I set the version to 0.163 based on Issue 288, although maybe this should just be considered a duplicate of it?
Comment #5 by bruno.do.medeiros+deebugz — 2008-06-10T10:59:14Z
(In reply to comment #2)
> (In reply to comment #1)
> > > ..but has been brushed off with bogus and/or outdated reasoning.
> >
> > opEquals returning bool makes sense, performance was given as the reason for
> > not changing things.
> > See, http://www.digitalmars.com/d/archives/digitalmars/D/bugs/7933.html.
> >
> This was discussed in the main newsgroup at a later date, and it was shown
> there that the performance reasoning was outdated. Unfortunately I don't have
> the link handy.
Lol, the NG thread where the performance argument was debunked is that very same one Gide posted ;), see this post:
http://www.digitalmars.com/d/archives/digitalmars/D/bugs/7933.html#N8005
Comment #6 by gide — 2008-09-03T08:08:44Z
*** This bug has been marked as a duplicate of 288 ***
Comment #7 by smjg — 2008-09-03T09:02:38Z
(In reply to comment #2)
> This was discussed in the main newsgroup at a later date, and it was shown
> there that the performance reasoning was outdated. Unfortunately I don't have
> the link handy.
Was there any "performance reasoning" for this particular case that was even valid in the first place?
(In reply to comment #3)
> int areEqual(int op1, int op2)
> { return op1-op2; }
Uh, that doesn't even work. Try it for yourself and see.

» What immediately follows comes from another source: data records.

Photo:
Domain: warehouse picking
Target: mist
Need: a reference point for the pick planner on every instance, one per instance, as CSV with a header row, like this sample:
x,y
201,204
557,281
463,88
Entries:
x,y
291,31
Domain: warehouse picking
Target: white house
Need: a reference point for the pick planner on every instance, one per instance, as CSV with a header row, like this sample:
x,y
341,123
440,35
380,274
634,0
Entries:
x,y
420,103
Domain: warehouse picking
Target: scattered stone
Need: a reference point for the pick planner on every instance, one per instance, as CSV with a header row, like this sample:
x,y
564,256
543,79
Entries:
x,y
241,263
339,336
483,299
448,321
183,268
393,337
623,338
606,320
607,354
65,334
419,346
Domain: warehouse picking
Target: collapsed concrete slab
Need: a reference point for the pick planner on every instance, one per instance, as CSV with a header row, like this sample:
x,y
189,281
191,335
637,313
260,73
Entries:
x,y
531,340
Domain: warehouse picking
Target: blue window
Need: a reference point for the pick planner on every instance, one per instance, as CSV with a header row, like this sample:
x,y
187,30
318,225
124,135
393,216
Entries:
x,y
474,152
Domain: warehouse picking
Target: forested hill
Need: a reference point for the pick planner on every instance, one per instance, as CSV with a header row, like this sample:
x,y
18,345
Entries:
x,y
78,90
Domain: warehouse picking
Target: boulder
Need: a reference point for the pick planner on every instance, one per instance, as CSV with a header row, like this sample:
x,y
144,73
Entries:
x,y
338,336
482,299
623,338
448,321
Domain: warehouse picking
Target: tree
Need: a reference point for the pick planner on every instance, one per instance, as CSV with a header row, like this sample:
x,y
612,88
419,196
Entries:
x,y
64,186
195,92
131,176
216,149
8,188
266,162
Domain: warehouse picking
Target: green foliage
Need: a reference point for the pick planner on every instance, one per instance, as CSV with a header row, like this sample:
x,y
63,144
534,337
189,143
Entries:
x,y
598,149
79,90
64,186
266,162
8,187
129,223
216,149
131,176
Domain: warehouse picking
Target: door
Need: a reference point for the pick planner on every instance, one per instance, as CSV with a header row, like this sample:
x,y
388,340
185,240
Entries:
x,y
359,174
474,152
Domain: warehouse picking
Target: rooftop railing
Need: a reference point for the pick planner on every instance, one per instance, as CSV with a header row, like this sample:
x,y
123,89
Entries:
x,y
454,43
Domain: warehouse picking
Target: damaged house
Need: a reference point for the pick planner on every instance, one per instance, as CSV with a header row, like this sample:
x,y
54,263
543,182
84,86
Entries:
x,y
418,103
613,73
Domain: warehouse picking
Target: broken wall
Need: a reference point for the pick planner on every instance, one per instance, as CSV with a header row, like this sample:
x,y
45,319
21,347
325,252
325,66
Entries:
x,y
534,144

Yet more reasons that opEquals should return bool:
http://tinyurl.com/6p93a9
Comment #8 by spam — 2008-09-03T09:41:50Z
this is already fixed since 2.016
Comment #9 by dfj1esp02 — 2008-09-10T09:40:32Z
(In reply to comment #7)
> > int areEqual(int op1, int op2)
> > { return op1-op2; }
>
> Uh, that doesn't even work. Try it for yourself and see.
>
Uh, yeah :) negation was reflected in the assembly code.